One of main roles as teachers is, to paraphrase Max Weber, to present students with uncomfortable facts - facts that run contrary to their "party opinions" - and to teach them how to think consistently about their value commitments. A liberal education, in theory, does that.

That often means questioning settled truths on the right and the left. Often, however, this involves exposure to more "radical ideas." Most students aren't exposed to critiques of capitalism, for example, in any meaningful way until they reach college. It shouldn't be surprising that as they play with such ideas they might "question authority" more than they will later in life.

• One reason, I suspect, why students trend leftwards is simply demographic. Think about the average age of a college student and the kinds of concerns that are likely to be most pressing to them.

• Another is that the campus environment exposes students to a lot of new experiences - intellectual, interpersonal, and so forth. I suppose an analogy here might be with the "urban effect" that tends to make people more "liberal", e.g., why people who live in cities tend to skew "left" on issues like gay rights compared to people who live in urban and suburban settings.

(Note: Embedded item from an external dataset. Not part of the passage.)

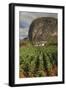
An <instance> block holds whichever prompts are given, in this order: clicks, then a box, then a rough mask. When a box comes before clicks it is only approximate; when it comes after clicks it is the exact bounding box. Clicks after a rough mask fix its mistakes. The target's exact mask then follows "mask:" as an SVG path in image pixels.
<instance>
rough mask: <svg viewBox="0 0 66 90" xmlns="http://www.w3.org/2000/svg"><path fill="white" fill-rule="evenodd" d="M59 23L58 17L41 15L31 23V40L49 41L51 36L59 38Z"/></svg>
mask: <svg viewBox="0 0 66 90" xmlns="http://www.w3.org/2000/svg"><path fill="white" fill-rule="evenodd" d="M57 31H58V23H57V19H56V18H52V17H40V18H37V19H35V20H34V21H33V22H32V24H31V25H30V29H29V40H30V41H32V42H40V41H47V40H49V38H54V39H55V40H57Z"/></svg>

If more professors were conservative, would that make a difference? Certainly. But let's please not go down the road of Horowitz. When we went down that road on the other side (the left) in the 1960s and early 1970s, it destroyed many departments and disciplines.
Hi Dan! I think it's interesting you say that "most students aren't exposed to critiques of capitalism" before coming to college. Although I wouldn't say my classmates and I knew much about Marx as freshmen, an overwhelming proportion of us believed that the government ought to spend far more to improve the living standard of the poor. The justification for this was often precisely that the market wasn't fair to the poor.

What my classmates and I had very rarely been exposed to, however, were any intellectually substantive critiques of the welfare state. The situation was pretty much the same across the board with other liberal issues.

The UN? Indispensable. Abortion? Privacy! Religion? Opiate! And so on.

If the minds of students need to be opened to new ideas, I would say that those ideas tend to be the ones that are popular in Red states, not among red diaper babies.
This comment has been removed by a blog administrator.
David - that's not a critique of capitalism, as I think you recognize. I have in mind Marxism, utopian socialism, etc. etc.

I'm not sure I follow you entirely about the ideas popular in Red States. That the UN is possibly not a good thing? That it is ineffectual? I wonder what sort of introduction to IR course you had at Yale. That sounds like fairly typical stuff in the IR courses I've been involved with. One debates the good, the bad, and the ugly. One raises the difficult counterfactuals of peacekeeping and peacemaking. And so on.

When I taught core-curriculum western philosophy, we covered most of the stuff you mention: parts of the Bible, Augustine, Luther, Calvin, and so on and so forth. That's basically what one does in a core liberal arts education, so I think you're making my point for me.